Question

asked May 15, 2020 157k views

1 Answer

Pmoule · Answer 1 · 2020-05-19T17:43:40+0000

Answer:

A Poisson model seems reasonable for this problem, since we have the mean during the time interval.

There is a 1.9% probability that the number of autos entering the tunnel during a two-minute period exceeds three.

Explanation:

In a Poisson distribution, the probability that X represents the number of successes of a random variable is given by the following formula:

$P(X = x)=(e^(-\mu)*\mu^(x))/((x)!)$

In which

x is the number of sucesses

e = 2.71828 is the Euler number

$\mu$ is the mean in the given time interval.

The mean number of automobiles entering a mountain tunnel per two-minute period is one.

This means that
$\mu = 1$ .

For a Poisson model to be reasonable, we only need the mean during the time interval.

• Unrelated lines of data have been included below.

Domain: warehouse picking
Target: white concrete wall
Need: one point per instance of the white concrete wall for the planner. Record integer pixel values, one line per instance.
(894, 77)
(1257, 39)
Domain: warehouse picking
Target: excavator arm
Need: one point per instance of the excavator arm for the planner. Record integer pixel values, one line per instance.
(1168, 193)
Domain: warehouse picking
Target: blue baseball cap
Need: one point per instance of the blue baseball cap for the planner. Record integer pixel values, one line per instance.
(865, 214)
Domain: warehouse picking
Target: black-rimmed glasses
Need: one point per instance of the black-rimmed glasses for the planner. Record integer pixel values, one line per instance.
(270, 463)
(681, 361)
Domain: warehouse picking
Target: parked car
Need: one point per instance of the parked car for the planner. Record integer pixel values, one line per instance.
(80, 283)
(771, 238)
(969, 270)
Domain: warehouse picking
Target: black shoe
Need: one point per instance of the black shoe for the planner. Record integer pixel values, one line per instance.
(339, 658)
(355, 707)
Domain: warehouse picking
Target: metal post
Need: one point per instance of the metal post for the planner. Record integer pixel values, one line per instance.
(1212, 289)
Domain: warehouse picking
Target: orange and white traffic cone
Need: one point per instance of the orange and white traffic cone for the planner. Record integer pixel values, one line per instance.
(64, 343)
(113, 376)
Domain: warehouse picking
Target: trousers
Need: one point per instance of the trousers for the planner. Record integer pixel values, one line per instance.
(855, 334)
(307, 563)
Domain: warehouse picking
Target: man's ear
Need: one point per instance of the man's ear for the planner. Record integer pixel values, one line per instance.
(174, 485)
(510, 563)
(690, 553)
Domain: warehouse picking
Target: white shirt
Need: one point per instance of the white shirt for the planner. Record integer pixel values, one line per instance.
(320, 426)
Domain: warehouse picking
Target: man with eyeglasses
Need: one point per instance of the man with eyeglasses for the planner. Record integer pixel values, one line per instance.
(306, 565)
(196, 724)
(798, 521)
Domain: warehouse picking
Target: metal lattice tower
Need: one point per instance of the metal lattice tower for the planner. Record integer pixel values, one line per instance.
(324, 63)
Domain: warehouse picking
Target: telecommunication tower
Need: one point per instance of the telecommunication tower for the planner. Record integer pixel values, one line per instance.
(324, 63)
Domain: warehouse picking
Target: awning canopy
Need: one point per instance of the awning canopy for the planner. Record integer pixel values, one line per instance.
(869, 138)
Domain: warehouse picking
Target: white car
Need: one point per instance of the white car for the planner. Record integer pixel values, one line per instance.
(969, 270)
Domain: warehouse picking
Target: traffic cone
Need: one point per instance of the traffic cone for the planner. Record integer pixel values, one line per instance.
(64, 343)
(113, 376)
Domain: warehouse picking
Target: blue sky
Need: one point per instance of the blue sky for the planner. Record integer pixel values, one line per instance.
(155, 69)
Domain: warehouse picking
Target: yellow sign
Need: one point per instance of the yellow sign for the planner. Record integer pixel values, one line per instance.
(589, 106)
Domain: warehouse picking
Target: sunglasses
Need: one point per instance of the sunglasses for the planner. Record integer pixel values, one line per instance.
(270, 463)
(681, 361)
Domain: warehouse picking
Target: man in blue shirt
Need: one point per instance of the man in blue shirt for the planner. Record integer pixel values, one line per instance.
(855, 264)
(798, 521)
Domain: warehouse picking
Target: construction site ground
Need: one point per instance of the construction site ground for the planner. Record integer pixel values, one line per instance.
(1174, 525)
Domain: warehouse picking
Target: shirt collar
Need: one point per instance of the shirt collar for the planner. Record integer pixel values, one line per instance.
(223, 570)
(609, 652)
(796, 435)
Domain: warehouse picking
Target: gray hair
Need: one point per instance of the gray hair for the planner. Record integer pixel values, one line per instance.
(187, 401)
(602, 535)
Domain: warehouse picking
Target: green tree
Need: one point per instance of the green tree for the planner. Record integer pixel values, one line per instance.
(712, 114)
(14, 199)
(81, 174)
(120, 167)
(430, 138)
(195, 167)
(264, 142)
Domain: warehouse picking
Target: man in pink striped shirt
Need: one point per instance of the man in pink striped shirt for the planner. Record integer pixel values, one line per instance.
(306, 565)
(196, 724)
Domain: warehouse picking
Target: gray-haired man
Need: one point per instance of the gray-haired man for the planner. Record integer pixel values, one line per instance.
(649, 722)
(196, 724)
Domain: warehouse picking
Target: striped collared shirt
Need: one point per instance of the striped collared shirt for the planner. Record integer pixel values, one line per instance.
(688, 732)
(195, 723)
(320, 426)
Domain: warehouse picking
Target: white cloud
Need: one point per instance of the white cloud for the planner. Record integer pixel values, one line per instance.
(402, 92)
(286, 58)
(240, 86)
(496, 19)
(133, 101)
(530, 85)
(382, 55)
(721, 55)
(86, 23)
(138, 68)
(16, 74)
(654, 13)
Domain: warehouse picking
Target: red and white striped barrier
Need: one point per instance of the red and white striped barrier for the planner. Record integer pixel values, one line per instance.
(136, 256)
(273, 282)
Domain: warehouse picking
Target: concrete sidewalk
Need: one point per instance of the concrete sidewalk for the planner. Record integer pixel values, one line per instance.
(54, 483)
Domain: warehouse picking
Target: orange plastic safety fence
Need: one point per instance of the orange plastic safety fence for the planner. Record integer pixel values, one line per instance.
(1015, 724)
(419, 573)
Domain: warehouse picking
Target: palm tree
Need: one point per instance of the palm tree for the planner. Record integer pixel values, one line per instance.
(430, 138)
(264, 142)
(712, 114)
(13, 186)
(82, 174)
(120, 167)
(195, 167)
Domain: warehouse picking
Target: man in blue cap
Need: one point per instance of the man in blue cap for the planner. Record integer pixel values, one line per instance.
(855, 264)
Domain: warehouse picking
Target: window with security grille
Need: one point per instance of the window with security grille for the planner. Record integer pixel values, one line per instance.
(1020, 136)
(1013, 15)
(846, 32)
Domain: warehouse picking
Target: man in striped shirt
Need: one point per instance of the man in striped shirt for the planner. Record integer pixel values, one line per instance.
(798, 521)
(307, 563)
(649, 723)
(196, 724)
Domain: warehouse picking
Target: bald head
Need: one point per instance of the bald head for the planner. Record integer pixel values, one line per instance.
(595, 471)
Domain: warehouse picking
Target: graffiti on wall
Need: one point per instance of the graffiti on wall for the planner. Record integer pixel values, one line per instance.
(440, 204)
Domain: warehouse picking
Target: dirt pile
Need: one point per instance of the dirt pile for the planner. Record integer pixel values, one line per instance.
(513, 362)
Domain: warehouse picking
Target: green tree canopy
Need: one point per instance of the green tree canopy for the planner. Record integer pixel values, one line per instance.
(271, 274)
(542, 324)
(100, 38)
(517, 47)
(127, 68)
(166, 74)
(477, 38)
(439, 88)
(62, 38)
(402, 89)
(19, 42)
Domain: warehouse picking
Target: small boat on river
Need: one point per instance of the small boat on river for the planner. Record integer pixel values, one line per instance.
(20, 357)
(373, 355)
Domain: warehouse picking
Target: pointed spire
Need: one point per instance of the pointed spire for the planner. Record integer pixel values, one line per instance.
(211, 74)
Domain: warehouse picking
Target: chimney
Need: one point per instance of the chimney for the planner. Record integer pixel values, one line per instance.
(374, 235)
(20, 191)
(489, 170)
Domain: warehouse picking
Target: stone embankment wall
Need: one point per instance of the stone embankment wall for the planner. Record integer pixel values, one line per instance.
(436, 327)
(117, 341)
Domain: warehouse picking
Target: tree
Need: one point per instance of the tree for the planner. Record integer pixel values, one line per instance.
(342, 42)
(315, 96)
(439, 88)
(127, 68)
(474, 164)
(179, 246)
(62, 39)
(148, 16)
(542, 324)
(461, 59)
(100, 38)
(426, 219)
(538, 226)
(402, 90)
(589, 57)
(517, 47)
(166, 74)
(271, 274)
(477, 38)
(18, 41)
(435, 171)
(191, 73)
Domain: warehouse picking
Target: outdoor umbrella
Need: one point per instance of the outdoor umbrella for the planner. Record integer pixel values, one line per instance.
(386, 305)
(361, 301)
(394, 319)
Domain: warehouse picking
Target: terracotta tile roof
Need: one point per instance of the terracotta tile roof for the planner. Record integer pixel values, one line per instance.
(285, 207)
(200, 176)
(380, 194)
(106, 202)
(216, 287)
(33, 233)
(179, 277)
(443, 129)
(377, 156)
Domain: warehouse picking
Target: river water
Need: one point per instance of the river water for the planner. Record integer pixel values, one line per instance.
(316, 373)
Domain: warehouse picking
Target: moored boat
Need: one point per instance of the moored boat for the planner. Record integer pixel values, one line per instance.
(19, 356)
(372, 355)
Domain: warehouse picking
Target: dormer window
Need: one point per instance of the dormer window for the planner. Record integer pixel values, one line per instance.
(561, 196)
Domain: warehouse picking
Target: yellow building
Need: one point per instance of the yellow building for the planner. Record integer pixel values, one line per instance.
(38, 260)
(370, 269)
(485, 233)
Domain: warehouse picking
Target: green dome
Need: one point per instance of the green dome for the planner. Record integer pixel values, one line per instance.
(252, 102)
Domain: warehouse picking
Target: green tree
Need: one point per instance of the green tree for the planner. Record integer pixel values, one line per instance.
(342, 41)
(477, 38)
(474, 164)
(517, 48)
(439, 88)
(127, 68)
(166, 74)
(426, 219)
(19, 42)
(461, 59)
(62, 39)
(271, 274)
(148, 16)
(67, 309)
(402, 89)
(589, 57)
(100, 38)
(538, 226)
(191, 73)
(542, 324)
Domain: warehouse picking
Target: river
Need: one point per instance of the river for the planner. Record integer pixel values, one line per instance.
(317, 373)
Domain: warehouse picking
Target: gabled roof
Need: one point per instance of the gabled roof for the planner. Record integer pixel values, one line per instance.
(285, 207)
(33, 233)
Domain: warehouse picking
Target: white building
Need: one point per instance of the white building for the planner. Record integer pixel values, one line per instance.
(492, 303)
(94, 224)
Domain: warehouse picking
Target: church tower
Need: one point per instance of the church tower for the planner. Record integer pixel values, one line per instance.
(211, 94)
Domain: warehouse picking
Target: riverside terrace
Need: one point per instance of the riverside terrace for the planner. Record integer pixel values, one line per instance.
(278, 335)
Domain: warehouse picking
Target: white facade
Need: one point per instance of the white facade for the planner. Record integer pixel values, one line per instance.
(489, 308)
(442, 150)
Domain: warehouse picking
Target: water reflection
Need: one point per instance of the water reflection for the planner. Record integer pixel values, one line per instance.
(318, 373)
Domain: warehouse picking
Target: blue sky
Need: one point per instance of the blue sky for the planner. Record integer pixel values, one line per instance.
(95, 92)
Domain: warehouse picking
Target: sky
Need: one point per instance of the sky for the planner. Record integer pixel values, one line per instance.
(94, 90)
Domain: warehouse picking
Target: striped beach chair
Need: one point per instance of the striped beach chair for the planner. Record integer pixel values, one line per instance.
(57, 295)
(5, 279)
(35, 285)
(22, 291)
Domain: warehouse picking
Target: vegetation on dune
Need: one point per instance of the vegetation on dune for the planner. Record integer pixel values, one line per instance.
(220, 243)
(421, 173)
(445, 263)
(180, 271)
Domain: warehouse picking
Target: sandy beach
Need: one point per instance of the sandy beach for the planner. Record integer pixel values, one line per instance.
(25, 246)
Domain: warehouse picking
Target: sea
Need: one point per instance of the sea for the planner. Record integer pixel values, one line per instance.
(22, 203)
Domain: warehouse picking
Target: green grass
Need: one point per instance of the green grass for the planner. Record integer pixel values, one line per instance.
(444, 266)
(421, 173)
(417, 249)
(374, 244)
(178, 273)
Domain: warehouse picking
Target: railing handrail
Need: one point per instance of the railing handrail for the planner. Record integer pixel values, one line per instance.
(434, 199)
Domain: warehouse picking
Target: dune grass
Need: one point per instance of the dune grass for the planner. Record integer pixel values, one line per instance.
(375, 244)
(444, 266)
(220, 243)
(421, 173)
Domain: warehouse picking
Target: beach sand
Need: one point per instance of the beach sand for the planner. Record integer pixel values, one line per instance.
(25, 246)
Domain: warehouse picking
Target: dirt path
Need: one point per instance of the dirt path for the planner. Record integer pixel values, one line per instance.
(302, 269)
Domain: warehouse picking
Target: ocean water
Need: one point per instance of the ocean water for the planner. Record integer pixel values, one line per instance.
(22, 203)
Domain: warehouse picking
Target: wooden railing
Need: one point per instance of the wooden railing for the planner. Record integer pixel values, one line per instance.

So yes, a Poisson model seems reasonable for this problem.

Find the probability that the number of autos entering the tunnel during a two-minute period exceeds three.

We want to find
P(X>3)

Either this number is less or equal to 3, or it exceeds 3. The sum of the probabilities is decimal 1. So:

$P(X \leq 3) + P(X > 3) = 1$

$P(X > 3) = 1 - P(X \leq 3)$

In which

$P(X \leq 3) = P(X = 0) + P(X = 1) + P(X = 2) + P(X = 3)$

$P(X = x) = (e^(-\mu)*\mu^(x))/((x)!)$

P(X = 0) = (e^(-1)*1^(0))/((0)!) = 0.3679

P(X = 1) = (e^(-1)*1^(1))/((1)!) = 0.3679

P(X = 2) = (e^(-1)*1^(2))/((2)!) = 0.1839

P(X = 3) = (e^(-1)*1^(3))/((3)!) = 0.0613

So

$P(X \leq 3) = P(X = 0) + P(X = 1) + P(X = 2) + P(X = 3) = 0.3679 + 0.3679 + 0.1839 + 0.0613 = 0.981$

Finally

$P(X > 3) = 1 - P(X \leq 3) = 1 - 0.981 = 0.019$

There is a 1.9% probability that the number of autos entering the tunnel during a two-minute period exceeds three.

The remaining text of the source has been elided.